Bridging the gap: Predictive theory and numerics for designing solid state quantum processors
This project is associated with a full financial support package (full fees and living expenses) provided by the Quantum Motion, a young company based in London and Oxford.
The supported student would work towards a doctorate in Simon Benjamin’s theory group in Oxford. The student would be free to participate in the full range of themes that this group explores (see the generic project ‘Exploiting first-generation quantum computers’ or look at arxiv.org for the group’s recent papers). However, there is a specific research theme, described below, that is an important focus of the project and which might be expected to take at least 50% of the student’s time.
Recent experimental progress indicates that electron spins within semiconductor structures may serve as qubits for quantum computation. The exciting implication is that a variation of conventional CMOS electronics may be suitable for large scale quantum computing, bringing that reality much closer by harnessing the established silicon fabrication industry. However there remain a number of challenges to solve to realise this prospect.
Advanced quantum processor emulation tools (such as QuEST, an open source tool developed by Simon Benjamin’s Oxford group with support from Quantum Motion) have emerged for the evaluation of general qubit architectures using conventional supercomputers. It is possible to specify a set of native qubit-qubit operations and associated error rates, so capturing the basic difference between (say) ion trap processors and silicon spin processors. Thus one can investigate how well systems of different kinds, sizes and layouts would perform quantum algorithms. However, there is a still a substantial gap between the descriptions used by those emulators and the reality in the laboratory. What is needed is predictive algorithm that can take as input a detailed design of a silicon structure and provide as output a prediction of its properties in terms of qubits, gate fidelities and errors. Then by linking with tools like QuEST, we would have the capability to predict the quantum power of silicon prototype circuits. Such a capability would accelerate progress, taking bigger steps from each hardware generation to the next by focusing on the architectures that have been predicted to be the most successful.
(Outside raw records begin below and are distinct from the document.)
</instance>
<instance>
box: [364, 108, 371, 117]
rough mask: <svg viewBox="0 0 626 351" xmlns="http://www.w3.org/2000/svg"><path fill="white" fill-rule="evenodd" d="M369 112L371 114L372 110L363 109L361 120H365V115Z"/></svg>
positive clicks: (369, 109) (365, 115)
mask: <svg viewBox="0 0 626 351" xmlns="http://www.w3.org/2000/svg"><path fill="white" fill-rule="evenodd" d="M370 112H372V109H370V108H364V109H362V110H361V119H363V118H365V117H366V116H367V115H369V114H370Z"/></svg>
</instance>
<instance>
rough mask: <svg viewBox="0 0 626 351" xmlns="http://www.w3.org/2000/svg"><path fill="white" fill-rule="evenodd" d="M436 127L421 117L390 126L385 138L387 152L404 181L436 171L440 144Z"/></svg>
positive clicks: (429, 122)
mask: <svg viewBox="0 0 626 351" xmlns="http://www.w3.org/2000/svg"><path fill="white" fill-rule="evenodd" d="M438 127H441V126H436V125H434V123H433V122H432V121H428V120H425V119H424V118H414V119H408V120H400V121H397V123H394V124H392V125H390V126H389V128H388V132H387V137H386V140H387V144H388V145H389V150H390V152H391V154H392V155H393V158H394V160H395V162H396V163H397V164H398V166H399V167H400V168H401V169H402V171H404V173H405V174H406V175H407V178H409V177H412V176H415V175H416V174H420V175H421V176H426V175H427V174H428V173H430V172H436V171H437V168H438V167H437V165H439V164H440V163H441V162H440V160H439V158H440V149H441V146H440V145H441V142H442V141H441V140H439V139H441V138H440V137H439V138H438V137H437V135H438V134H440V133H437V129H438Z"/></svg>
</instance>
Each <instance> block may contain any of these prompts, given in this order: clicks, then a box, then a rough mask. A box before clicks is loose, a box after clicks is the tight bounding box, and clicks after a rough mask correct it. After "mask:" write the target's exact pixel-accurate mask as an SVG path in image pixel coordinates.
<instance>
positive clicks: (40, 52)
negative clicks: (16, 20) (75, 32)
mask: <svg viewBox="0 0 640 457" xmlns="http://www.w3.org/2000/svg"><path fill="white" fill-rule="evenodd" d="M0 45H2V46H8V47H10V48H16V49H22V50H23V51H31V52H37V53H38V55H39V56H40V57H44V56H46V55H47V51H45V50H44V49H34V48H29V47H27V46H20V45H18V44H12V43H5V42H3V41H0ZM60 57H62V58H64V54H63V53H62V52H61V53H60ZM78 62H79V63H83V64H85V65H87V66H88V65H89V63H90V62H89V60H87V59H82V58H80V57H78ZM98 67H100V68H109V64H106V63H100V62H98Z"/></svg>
The key focus of the project is to indeed bridge this gap. It will require the student to possess or to develop key skills including
- Competence in mathematics for physics and analytic techniques at or above the level of a physics first degree, with modules in theoretical physics an advantage
- understand of the physics of semiconductors and spins — eventually at an advanced level
- numerical skills in programming — eventually this will include using high performance conventional computers.
Concepts related to machine learning and optimisation may be useful and a prior experience here could be valuable. An interest in quantum algorithms and understanding their properties will also be important. The successful student would interact closely with both the theory team in the host group and also the experimental team in London, as well as collaborating groups in the UK and worldwide.